If passed, the Magnitsky bill will be “the most significant human rights legislation about Russia since the end of the cold war,” says David Kramer, president of the Freedom House think tank:
Browder had meetings with pretty much anyone in Washington who would agree to see him. Not only was the case of Magnitsky a compelling one – “he is almost a literary figure, a genuine Russian hero”, as one Senate aide puts it – but Hermitage had the technical skills to provide the precise details about money flows that backed up the story. And in Browder, it had a figure who could present the case with fluency and energy. In 2009, Ben Cardin, a Democratic senator from Maryland, chaired a hearing on human rights issues in Russia, with the Magnitsky case given top billing. Browder presented his case to great effect. “He is very good at telling his story,” says the aide. “That makes all the difference up here.”
Yet even as Browder gathered support on the Hill, his campaign could easily have languished. The fact that the US Congress is now on the verge of passing a law based around the Magnitsky case revolves around three further factors – the behaviour of the Russian government, the response of the State department and a liberal dose of political luck.

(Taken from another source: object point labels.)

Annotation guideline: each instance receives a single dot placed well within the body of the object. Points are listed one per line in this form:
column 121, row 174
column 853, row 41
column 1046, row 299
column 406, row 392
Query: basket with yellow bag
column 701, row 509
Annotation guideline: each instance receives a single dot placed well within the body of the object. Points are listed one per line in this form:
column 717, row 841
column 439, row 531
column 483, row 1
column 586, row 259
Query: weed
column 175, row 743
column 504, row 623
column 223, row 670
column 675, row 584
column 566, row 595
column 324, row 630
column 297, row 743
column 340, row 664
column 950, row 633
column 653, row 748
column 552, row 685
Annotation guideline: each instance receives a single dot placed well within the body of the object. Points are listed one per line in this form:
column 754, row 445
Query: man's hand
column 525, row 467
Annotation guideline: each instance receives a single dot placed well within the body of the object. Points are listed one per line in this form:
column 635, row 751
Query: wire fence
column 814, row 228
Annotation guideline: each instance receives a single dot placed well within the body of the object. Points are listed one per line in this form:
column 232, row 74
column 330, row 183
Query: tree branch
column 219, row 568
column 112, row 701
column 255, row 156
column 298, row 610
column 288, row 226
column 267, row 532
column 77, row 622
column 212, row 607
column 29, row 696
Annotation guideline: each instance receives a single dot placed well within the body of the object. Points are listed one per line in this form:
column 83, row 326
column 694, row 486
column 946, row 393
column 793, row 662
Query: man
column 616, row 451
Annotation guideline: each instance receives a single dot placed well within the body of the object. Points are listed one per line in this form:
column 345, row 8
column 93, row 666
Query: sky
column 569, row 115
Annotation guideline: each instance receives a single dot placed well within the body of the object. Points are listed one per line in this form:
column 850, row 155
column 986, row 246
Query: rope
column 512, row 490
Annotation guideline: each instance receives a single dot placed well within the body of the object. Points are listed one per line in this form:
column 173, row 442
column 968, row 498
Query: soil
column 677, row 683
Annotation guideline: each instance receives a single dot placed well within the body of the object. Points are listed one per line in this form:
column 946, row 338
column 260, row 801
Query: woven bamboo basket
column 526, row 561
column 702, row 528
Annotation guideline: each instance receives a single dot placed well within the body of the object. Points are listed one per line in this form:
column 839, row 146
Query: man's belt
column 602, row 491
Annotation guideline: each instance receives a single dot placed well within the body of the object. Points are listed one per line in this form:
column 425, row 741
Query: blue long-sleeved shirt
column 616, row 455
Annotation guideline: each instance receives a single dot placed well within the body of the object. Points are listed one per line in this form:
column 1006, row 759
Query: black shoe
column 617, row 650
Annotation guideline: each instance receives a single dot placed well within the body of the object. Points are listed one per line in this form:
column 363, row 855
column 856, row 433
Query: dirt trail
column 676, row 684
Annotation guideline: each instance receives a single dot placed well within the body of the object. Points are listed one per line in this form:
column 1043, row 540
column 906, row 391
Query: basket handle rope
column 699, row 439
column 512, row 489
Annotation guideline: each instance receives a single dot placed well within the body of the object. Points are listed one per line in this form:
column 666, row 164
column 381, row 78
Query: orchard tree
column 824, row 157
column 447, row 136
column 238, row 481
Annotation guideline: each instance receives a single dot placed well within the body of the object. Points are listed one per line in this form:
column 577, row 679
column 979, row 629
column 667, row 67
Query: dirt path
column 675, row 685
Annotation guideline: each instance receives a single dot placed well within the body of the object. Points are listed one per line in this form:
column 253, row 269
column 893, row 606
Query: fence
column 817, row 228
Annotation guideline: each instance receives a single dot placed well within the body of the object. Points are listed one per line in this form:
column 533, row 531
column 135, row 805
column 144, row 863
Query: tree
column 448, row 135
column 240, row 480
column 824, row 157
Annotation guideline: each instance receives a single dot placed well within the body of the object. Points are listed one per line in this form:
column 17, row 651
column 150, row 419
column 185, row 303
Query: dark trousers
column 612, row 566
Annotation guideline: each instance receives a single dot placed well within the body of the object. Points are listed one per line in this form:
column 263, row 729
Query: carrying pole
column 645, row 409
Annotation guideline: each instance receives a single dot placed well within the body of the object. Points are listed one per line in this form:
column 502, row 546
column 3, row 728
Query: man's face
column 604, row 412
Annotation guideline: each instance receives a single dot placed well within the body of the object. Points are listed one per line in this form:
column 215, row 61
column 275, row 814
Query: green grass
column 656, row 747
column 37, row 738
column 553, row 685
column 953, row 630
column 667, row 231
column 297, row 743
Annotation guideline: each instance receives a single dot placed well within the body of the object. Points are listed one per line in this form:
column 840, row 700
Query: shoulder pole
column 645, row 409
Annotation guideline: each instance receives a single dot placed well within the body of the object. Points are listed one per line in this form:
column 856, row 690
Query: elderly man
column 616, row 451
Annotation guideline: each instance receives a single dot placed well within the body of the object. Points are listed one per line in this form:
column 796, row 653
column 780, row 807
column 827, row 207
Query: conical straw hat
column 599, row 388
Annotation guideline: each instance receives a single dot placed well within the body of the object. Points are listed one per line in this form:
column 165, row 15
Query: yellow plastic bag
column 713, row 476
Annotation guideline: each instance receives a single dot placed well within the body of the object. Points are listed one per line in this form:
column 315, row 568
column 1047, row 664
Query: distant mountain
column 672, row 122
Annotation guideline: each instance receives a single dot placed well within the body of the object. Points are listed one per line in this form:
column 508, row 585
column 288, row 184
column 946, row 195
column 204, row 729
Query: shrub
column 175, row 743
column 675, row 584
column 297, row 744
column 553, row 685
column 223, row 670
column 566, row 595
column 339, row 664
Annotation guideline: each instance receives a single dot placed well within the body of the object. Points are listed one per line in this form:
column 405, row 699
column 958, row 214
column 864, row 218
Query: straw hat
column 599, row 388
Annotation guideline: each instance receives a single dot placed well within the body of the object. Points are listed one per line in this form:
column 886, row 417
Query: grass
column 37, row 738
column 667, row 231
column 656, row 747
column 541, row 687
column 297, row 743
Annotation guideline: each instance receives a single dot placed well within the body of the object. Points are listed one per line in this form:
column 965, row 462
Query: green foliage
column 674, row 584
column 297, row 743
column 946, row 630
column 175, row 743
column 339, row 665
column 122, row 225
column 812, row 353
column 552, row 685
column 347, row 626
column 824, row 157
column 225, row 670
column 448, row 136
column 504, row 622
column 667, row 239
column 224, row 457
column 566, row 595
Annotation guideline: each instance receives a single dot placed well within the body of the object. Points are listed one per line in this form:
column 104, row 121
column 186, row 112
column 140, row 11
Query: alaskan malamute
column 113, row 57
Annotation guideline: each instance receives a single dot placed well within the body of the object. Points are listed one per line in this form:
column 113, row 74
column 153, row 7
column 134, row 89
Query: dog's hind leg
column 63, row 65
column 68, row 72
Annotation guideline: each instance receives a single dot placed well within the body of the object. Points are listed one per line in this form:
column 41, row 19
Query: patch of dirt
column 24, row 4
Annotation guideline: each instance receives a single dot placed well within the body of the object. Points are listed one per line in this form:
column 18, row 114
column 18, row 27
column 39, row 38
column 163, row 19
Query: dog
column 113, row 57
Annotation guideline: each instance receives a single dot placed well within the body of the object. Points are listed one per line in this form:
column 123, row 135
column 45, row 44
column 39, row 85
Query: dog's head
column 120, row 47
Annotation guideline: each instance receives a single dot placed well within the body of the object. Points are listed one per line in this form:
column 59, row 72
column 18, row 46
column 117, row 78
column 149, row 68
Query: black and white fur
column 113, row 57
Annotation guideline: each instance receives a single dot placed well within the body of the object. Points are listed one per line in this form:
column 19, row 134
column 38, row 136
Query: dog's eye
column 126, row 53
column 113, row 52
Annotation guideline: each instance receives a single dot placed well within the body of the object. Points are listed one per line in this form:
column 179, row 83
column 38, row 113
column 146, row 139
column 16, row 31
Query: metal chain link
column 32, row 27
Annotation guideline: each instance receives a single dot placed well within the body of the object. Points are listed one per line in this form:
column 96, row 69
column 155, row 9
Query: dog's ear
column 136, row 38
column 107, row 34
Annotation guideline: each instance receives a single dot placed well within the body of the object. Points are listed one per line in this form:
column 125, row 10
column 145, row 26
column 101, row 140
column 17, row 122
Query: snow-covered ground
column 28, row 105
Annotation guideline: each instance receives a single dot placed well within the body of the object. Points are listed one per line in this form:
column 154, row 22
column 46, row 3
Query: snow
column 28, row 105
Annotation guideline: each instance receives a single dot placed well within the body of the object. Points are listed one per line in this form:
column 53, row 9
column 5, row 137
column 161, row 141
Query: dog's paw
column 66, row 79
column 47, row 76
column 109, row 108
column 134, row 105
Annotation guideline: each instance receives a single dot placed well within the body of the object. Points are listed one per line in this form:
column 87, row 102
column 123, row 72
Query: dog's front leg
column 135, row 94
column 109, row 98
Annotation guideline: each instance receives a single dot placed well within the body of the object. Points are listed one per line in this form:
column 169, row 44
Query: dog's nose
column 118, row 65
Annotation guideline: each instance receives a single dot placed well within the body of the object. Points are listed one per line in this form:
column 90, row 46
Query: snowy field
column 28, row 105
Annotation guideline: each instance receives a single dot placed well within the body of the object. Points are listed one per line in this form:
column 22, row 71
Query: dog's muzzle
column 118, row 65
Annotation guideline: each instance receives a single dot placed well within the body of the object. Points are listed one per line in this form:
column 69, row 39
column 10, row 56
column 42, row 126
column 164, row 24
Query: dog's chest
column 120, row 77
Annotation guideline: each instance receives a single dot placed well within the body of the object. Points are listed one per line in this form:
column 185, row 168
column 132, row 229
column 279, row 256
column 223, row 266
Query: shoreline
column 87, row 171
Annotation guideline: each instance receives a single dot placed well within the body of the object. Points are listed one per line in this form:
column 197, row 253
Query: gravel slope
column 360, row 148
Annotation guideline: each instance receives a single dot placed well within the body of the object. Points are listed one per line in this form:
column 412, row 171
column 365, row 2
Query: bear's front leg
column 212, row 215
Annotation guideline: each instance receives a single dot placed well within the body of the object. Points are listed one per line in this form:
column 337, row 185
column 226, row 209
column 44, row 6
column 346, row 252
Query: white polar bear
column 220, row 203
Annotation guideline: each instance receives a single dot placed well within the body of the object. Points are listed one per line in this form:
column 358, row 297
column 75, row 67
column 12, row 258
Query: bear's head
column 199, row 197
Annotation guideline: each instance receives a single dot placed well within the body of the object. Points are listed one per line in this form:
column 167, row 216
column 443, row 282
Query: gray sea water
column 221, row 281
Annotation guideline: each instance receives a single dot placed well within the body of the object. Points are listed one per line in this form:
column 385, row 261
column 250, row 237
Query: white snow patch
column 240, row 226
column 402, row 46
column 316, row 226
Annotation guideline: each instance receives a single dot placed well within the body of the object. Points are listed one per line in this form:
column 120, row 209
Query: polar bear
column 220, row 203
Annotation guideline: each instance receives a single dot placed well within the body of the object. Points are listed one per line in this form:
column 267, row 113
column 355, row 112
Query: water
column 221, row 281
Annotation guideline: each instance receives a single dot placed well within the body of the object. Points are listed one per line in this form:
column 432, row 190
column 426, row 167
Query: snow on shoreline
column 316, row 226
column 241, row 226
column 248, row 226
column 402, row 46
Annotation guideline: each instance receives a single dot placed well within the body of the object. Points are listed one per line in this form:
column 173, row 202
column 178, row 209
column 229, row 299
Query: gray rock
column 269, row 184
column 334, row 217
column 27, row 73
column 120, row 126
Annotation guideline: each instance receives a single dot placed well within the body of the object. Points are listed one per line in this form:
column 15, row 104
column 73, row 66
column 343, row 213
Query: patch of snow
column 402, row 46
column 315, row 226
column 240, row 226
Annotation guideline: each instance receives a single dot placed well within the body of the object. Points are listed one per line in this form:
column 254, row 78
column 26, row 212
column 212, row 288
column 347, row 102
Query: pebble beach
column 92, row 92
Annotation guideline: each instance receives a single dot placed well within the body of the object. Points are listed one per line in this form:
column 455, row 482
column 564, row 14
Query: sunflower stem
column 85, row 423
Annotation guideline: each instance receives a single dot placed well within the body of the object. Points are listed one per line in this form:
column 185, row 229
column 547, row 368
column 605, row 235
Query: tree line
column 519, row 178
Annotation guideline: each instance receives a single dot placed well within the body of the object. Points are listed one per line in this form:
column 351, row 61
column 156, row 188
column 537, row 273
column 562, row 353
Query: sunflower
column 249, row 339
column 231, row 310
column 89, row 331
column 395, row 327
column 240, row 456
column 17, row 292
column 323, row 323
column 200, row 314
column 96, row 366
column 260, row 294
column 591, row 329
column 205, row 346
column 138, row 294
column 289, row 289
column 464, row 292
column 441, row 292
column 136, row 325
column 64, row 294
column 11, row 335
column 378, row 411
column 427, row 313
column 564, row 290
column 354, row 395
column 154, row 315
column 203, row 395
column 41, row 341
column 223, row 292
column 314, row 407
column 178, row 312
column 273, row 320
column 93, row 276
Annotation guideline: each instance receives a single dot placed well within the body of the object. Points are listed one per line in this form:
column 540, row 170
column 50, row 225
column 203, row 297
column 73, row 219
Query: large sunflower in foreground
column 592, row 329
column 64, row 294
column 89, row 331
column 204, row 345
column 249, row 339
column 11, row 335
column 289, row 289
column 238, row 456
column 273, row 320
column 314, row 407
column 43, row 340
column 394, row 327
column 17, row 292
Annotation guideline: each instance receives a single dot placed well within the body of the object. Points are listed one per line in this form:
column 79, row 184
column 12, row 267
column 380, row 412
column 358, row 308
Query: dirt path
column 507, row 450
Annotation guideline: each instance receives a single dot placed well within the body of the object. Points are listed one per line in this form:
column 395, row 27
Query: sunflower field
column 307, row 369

The recent harassment of US envoy Michael McFaul “could be the prelude to a much rougher phase in relations with Russia if the Magnitsky law is passed,” Thornhill and Dyer suggest:
The Russian authorities have already promised they will retaliate in kind. …But Browder argues that there is a lot of support for the legislation among ordinary Russians. He says that 2.35 million people have viewed his films on the Russian Untouchables website, 95 per cent of them in Russia. The site encourages “citizen investigators” to submit evidence of corruption. Much of the evidence amassed by Browder’s team has been provided by whistle-blowing Russians fed up with the lawlessness of their own system.